In this paper I will present Basket analysis process on data Webscrabed from portal Otomoto.pl. (please find the process in my other paper)
The basket analysis will be performed on the data composed by 3 factors: mark, age and the location of the cars that are for sale.
library(arules)
library (arulesViz)
as<-data[c("mark","location","age")]
#create factor variables
as$mark<- as.factor(as$mark)
as$location<- as.factor(as$location)
as$age<- as.factor(as$age)
For the basket analysis we need to transform the data into ‘transaction’ form. We can perform it by:
split(as[,1], as[,2], as[,3])
trans <- as(as, "transactions")
inspect(trans)
which gives us the result:
1860 transactions with 54 columns
example: [495] {mark=Citroën,location=Zachodniopomorskie,age=9} 495 [496] {mark=Peugeot,location=Wielkopolskie,age=10} 496 [497] {mark=Peugeot,location=Zachodniopomorskie,age=10} 497
Apriori analysis is done with usage of the function apriori() and we retreived 11 rules
trans_rules<-apriori(trans, parameter = list(supp=.002))
inspect(trans_rules[1:11])
# lhs rhs support confidence lift count [1] {mark=Saab} => {age=10} 0.002143623 1.0 2.677188 4
[2] {mark=Subaru} => {age=10} 0.002143623 0.8 2.141750 4
[3] {mark=Dodge} => {age=10} 0.002143623 0.8 2.141750 4
[4] {mark=Mini} => {age=10} 0.002679528 1.0 2.677188 5
[5] {mark=Audi} => {age=9} 0.002143623 0.8 2.985600 4
[6] {mark=BMW,location=Pomorskie} => {age=10} 0.002143623 1.0 2.677188 4
[7] {mark=Volvo,location=Dolnośląskie} => {age=10} 0.002143623 1.0 2.677188 4
[8] {mark=Mazda,location=Świętokrzyskie} => {age=10} 0.002143623 1.0 2.677188 4
[9] {mark=Hyundai,location=Zachodniopomorskie} => {age=10} 0.002143623 0.8 2.141750 4
[10] {mark=Seat,location=Kujawsko-pomorskie} => {age=9} 0.002143623 1.0 3.732000 4
[11] {mark=Peugeot,location=Kujawsko-pomorskie} => {age=9} 0.002143623 0.8 2.985600 4
lhs (Left hand side) - this is our basket that emphasize to ‘choose’ rhs rhs (RIght hand side) lift value - when is over 1.0 it means is a good form to consider In the following example, we can expect that if the mark of the car is Saab that means with the coifidence level = 1.0 that age of the car is 10 years. The first rows are probably the result of the small number of observations in our dataset(less than 6).

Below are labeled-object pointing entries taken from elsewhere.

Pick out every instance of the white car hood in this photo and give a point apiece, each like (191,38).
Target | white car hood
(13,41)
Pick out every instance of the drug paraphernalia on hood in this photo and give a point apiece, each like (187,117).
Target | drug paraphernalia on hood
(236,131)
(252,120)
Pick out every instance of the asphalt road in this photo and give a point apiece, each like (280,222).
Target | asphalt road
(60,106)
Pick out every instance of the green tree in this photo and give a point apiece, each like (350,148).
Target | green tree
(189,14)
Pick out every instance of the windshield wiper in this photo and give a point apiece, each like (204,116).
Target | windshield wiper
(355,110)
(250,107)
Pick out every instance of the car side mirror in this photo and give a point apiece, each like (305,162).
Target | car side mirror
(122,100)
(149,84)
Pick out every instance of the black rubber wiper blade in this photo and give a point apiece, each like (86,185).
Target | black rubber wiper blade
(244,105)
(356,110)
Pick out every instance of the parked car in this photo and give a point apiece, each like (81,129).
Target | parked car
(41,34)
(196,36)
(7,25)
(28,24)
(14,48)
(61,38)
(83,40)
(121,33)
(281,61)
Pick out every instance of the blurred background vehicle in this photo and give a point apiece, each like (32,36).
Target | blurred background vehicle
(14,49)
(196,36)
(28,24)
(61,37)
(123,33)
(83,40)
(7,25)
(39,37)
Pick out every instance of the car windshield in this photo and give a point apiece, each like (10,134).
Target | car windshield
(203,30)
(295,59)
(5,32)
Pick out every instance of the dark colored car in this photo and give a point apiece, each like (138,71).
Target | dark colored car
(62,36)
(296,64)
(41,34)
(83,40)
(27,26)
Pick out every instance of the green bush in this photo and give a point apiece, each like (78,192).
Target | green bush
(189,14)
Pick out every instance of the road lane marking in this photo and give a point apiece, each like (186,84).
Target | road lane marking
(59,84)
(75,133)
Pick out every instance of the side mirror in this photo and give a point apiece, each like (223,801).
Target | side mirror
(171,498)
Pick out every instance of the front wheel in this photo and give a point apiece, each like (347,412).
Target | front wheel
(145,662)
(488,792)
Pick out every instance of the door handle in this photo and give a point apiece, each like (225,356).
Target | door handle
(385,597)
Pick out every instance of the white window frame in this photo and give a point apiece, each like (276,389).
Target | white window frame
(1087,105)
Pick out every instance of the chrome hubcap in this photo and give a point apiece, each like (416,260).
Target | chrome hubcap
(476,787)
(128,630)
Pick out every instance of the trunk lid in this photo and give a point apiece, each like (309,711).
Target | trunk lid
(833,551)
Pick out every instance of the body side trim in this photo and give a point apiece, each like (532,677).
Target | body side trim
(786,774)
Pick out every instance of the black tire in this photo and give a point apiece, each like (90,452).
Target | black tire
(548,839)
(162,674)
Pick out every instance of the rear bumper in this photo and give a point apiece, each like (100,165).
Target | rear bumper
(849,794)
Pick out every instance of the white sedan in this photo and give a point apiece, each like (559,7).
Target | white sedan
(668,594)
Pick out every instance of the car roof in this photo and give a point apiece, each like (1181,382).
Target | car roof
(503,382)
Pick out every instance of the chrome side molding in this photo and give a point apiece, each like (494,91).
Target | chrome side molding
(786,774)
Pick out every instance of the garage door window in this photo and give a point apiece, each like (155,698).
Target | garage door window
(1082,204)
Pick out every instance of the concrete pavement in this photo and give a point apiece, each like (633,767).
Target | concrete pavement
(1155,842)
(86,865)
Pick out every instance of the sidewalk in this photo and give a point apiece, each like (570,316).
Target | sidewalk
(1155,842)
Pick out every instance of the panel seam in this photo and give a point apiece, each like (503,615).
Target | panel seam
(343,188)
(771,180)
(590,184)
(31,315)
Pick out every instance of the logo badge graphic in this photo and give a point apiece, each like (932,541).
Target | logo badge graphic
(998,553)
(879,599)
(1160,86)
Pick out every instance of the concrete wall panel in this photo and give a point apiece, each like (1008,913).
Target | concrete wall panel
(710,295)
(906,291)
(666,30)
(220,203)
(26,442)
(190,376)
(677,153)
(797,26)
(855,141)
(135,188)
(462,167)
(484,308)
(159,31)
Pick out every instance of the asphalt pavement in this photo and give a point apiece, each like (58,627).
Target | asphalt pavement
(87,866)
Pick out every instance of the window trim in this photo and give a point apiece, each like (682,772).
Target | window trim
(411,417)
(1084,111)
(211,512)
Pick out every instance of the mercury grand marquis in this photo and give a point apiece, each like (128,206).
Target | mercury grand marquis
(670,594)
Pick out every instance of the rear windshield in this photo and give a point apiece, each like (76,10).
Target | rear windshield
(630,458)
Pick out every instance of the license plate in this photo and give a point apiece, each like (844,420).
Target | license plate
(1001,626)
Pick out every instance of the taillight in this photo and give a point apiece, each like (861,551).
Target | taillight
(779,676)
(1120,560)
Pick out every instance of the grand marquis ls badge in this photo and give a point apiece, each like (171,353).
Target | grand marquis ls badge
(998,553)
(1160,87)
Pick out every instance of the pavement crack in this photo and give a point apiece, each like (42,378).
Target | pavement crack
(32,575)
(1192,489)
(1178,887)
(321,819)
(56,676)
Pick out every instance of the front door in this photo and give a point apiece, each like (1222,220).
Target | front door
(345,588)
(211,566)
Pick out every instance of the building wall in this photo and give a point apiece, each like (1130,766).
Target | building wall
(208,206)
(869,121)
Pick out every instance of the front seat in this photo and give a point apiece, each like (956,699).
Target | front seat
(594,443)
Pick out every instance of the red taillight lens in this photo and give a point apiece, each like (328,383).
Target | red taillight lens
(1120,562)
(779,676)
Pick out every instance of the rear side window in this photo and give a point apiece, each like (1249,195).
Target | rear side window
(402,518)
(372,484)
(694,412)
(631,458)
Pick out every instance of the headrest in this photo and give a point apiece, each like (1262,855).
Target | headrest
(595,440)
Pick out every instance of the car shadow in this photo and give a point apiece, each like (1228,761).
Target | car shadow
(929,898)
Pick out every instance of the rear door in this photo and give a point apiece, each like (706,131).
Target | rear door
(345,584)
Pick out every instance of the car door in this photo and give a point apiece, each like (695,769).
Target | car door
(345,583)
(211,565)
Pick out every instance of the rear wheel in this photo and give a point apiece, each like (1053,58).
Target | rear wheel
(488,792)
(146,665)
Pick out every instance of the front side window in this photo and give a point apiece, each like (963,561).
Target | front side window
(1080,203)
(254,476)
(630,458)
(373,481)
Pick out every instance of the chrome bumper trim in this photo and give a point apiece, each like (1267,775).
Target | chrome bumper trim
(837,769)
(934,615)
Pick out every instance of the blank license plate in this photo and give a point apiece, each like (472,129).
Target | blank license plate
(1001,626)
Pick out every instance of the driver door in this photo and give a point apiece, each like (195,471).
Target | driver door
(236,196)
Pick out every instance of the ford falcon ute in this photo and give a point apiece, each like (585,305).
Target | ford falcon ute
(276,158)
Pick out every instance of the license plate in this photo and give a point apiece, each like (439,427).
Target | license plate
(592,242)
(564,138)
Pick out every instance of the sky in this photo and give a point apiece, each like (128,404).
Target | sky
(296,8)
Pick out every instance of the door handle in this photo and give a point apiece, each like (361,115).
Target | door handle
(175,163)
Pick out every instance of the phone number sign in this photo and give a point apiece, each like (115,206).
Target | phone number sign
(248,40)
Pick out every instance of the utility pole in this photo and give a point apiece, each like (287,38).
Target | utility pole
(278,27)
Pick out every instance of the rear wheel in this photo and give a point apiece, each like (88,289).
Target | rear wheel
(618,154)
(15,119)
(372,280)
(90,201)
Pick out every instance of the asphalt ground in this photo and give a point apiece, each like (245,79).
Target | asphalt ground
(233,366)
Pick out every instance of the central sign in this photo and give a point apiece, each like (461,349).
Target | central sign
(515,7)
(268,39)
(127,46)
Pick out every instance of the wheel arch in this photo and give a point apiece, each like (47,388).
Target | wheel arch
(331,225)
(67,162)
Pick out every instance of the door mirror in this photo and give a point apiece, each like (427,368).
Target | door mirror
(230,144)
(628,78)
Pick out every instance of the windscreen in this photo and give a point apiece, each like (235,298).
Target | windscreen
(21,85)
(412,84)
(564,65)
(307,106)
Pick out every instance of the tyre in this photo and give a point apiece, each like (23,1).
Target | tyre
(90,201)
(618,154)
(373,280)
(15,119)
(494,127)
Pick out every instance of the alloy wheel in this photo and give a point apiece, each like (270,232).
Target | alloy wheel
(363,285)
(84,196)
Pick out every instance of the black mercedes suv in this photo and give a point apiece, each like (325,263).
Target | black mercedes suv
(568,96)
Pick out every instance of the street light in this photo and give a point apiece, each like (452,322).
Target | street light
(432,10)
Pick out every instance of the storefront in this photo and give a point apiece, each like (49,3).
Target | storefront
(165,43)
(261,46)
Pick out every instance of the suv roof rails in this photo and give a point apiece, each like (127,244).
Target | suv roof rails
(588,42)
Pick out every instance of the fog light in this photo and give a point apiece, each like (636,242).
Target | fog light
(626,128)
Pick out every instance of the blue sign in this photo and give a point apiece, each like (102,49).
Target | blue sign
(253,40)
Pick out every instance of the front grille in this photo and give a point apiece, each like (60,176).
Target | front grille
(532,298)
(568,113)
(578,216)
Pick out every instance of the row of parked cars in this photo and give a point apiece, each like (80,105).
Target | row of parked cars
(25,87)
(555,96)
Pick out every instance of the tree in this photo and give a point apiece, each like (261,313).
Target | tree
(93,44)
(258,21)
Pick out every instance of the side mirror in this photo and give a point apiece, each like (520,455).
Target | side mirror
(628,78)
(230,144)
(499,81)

to check whether rules are unique we can call function:
####redundant in rules
redundant_rules<-is.redundant(trans_rules)
summary(redundant_rules)
By using plots we can easily show how components interact with each other
topRules<-trans_rules[1:10]
plot(topRules, method="graph")
Above graph shows top 10 rules. In the centre there is the value {age=10} which was the mostly chosen in our rules set as the right hand side. Around there are the values that occurs most frequently with that value.
The other method of visualising the interactions.
plot(topRules, method = "grouped")
We can also choose one of the component of the transaction and check with other components interacts with it. Its can be done by the following function:
#taking subsets of association rules that the age of the car will be 9 years old
ten_rules <-subset(trans_rules, items %in% "age=10")
inspect(ten_rules)
plot(ten_rules, method="graph", measure="lift",shading="confidence")
As we see the graph is very similar to the previous one, because of the condition {age=10}.